High-Rise is the most challenging, hilarious and disturbing movie I’ve seen at the Dallas International Film Festival, and so far this year. You’ll either be completely on-board with it or you’ll loathe it entirely.
I’m in the former camp. This is a pitch-black comedy with a perfectly built – if completely messed up – world that’s a funhouse mirror of ours. That’s surprising considering how much feels unchanged from the 1973 source novel. Oppression and rebellion are universal, it seems.
Tom Hiddleston is terrific as usual as Dr. Robert Laing, one of the many tenants of a luxury high-rise that has basically anything you could want – gym, market, pool, spa. But frequent power outages and class tensions undo the beautiful facade that Anthony Royal (Jeremy Irons) has built.

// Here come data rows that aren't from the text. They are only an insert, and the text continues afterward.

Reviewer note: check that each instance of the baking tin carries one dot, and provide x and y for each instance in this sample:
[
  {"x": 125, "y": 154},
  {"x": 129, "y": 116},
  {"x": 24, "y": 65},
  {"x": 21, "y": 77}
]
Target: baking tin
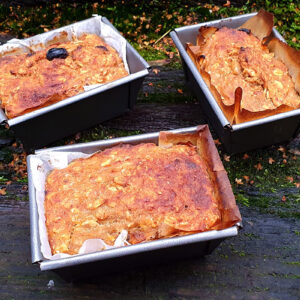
[
  {"x": 123, "y": 258},
  {"x": 45, "y": 125},
  {"x": 241, "y": 137}
]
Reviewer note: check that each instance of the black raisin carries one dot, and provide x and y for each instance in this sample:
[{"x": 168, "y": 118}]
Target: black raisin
[
  {"x": 102, "y": 47},
  {"x": 57, "y": 53},
  {"x": 248, "y": 31}
]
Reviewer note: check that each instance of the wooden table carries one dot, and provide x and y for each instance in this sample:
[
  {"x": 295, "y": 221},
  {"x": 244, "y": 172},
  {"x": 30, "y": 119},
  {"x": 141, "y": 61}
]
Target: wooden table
[{"x": 262, "y": 262}]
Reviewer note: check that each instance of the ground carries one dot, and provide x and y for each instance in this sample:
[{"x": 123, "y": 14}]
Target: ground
[{"x": 262, "y": 262}]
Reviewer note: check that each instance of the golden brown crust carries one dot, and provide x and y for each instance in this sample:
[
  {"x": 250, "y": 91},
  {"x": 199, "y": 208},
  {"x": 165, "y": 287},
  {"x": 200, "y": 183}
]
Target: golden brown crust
[
  {"x": 31, "y": 81},
  {"x": 236, "y": 60},
  {"x": 151, "y": 191}
]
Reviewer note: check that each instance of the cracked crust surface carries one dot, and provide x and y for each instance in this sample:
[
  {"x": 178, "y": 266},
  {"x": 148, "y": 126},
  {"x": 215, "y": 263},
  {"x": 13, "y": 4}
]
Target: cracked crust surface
[
  {"x": 230, "y": 59},
  {"x": 151, "y": 191},
  {"x": 31, "y": 81}
]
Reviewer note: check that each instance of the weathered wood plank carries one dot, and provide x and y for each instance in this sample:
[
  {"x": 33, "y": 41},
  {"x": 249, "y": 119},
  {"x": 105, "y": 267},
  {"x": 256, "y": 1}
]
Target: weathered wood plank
[{"x": 261, "y": 263}]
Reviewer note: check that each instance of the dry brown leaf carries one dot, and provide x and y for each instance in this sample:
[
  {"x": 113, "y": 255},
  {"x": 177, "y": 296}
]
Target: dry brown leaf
[
  {"x": 246, "y": 156},
  {"x": 217, "y": 142},
  {"x": 258, "y": 167},
  {"x": 226, "y": 157},
  {"x": 246, "y": 178},
  {"x": 271, "y": 160},
  {"x": 239, "y": 181}
]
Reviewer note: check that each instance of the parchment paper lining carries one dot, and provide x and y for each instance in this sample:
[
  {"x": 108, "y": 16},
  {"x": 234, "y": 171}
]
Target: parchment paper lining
[
  {"x": 93, "y": 25},
  {"x": 41, "y": 165}
]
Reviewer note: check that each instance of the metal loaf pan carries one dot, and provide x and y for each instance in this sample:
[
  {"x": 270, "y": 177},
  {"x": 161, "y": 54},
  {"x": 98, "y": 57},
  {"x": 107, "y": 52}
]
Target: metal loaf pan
[
  {"x": 240, "y": 137},
  {"x": 123, "y": 258},
  {"x": 45, "y": 125}
]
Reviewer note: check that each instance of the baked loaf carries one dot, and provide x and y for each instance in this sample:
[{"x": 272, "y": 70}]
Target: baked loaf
[
  {"x": 246, "y": 78},
  {"x": 151, "y": 191},
  {"x": 38, "y": 79}
]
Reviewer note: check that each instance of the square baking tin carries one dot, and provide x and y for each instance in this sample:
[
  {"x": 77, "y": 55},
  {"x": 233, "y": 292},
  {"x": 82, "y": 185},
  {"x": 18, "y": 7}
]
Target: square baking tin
[
  {"x": 241, "y": 137},
  {"x": 122, "y": 258},
  {"x": 45, "y": 125}
]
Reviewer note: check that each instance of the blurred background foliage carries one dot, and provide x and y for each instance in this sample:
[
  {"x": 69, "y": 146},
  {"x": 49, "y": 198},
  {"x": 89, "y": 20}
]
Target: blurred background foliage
[{"x": 145, "y": 24}]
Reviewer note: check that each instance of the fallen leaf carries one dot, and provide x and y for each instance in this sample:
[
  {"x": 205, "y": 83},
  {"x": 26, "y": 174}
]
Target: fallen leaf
[
  {"x": 246, "y": 156},
  {"x": 271, "y": 160},
  {"x": 239, "y": 181},
  {"x": 246, "y": 178},
  {"x": 226, "y": 157},
  {"x": 217, "y": 142},
  {"x": 258, "y": 166}
]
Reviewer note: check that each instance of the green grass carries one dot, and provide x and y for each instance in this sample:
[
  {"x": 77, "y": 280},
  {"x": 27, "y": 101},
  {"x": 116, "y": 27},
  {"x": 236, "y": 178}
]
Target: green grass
[{"x": 144, "y": 22}]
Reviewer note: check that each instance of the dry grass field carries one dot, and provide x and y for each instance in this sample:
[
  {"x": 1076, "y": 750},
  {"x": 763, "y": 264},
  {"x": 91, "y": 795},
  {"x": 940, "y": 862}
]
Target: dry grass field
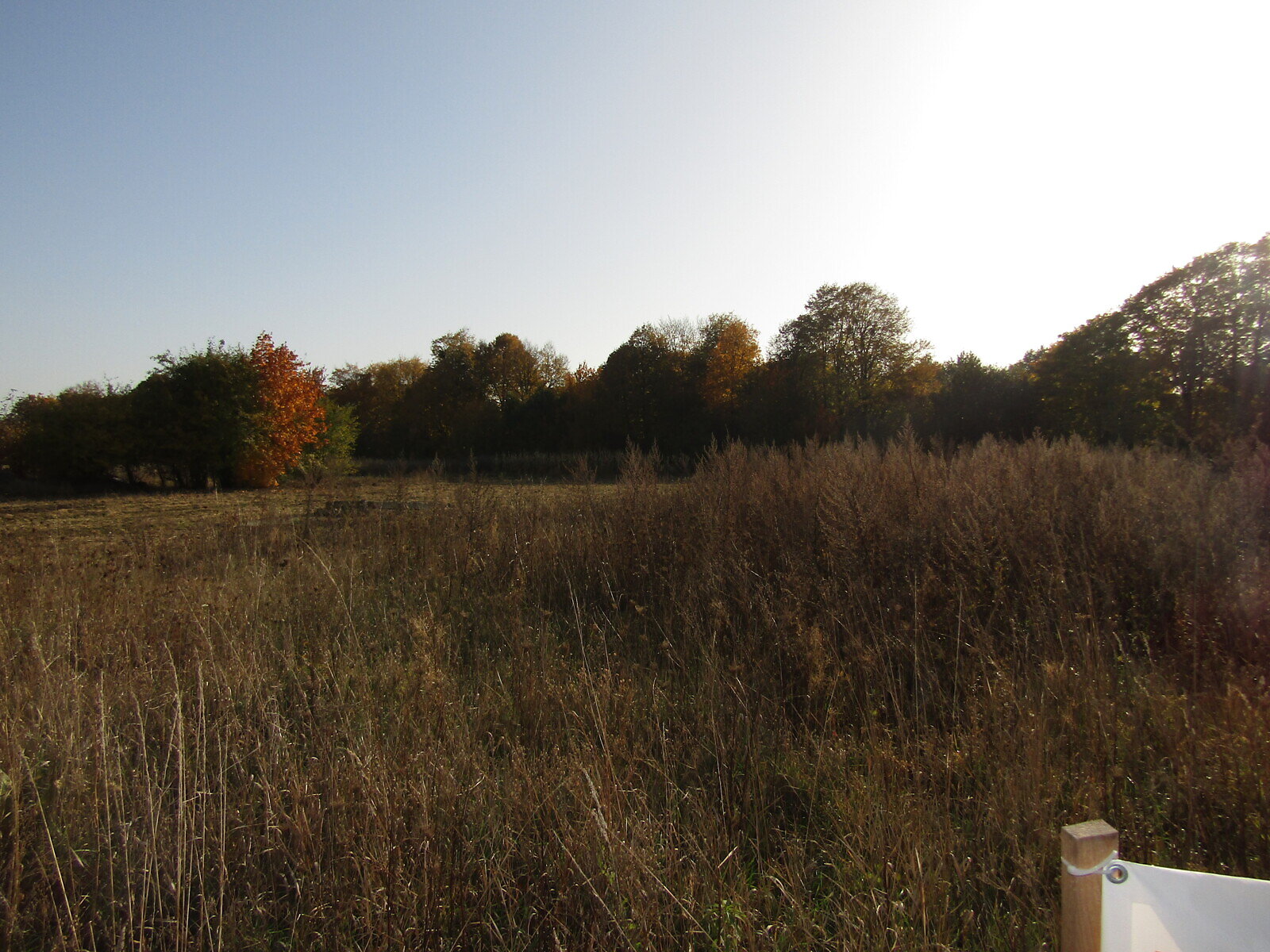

If you have a weak stomach for violence, you’ll be thoroughly repulsed by how the tenants descend into chaos and madness. There’s a lot of bloodshed, but the worst horrors often happen off-screen, which is somehow more unsettling. The top-floor residents, all obscenely wealthy, pit the lower floors against one another once the food runs out and help won’t come. Then, they hunt them for sport or other entertainment. The real horror is that no one leaves. They’re trapped in a prison of their own making.
It’s not hard to see what the subtext is here. High-Rise has no room for subtlety. But it has plenty of style and substance, even if that substance is horrifying. It’s a sick joke that reveals a deeper truth.
To reveal much more would give away High-Rise’s many twists and turns. But its cinematography is excellent, its script is highly quotable (“As a child, I was always covered in something: mud, jam, failure.”) and its cast – which also includes Sienna Miller as a single mother and Luke Evans as a crusader prone to outbursts of violence – is uniformly excellent.
You’re in for a wild ride with High-Rise, and you won’t forget it afterwards, for better or worse.